Search code examples
pythonsqlalchemydaskdask-distributeddask-dataframe

Loading Dask dataframe with SQLAlchemy fails


I'm trying to load a Dask dataframe with SQLAlchemy using dd.read_sql_query. I define a table with one of the columns balance_date type DateTime (in the database is type DATE):

class test_loans(Base):
      __tablename__ = 'test_loans'
      annual_income = Column(Float)
      balance = Column(Float)
      balance_date = Column(DateTime)  # the type of the column is DateTime
      cust_segment = Column(String)
      total_amount_paid = Column(Float)
      the_key = Column(Integer)
      __table_args__ = (PrimaryKeyConstraint(the_key),)

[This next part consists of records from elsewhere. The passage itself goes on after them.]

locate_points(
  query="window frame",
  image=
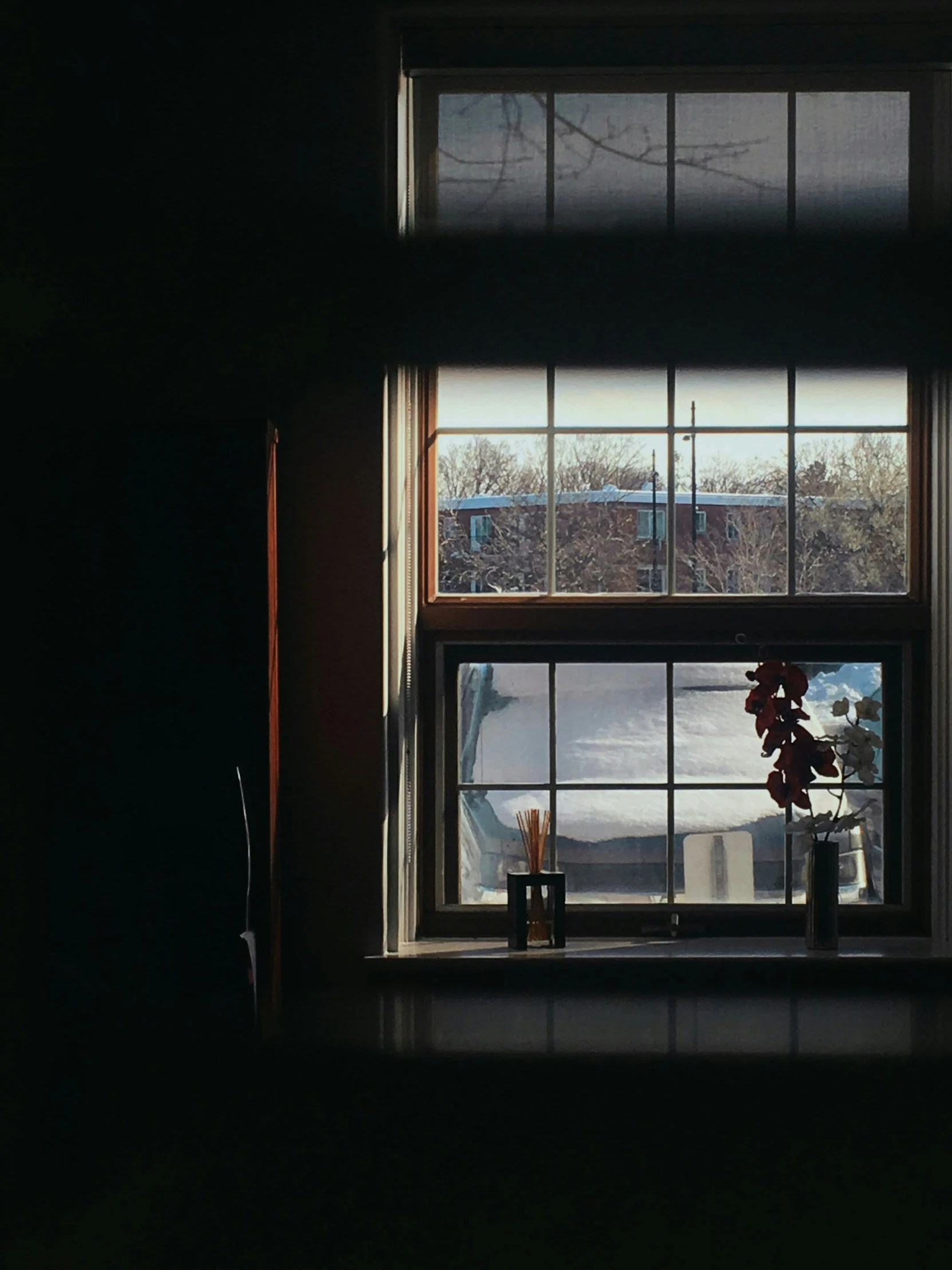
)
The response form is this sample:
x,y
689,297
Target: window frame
x,y
720,919
490,620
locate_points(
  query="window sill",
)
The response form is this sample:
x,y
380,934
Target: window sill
x,y
663,963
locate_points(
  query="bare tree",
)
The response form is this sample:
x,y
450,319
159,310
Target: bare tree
x,y
580,144
852,515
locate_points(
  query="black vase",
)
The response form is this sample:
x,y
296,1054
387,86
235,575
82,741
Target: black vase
x,y
823,896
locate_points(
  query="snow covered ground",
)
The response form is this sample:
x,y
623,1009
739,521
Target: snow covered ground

Problem is that the dd.read_sql_query fails, as it says that the col_index is not type numeric or date but object:

stmt = select([ test_loans.balance_date, test_loans.total_amount_paid ]) 
ddf = dd.read_sql_query(stmt, con=con, index_col='balance_date', npartitions=3)

I get

TypeError: Provided index column is of type "object".  If divisions is
not provided the index column type must be numeric or datetime.

How to fix this? Is this a defect?


Solution

  • The problem is solved by casting the column as DateTime in the SQLAlchemy select statement.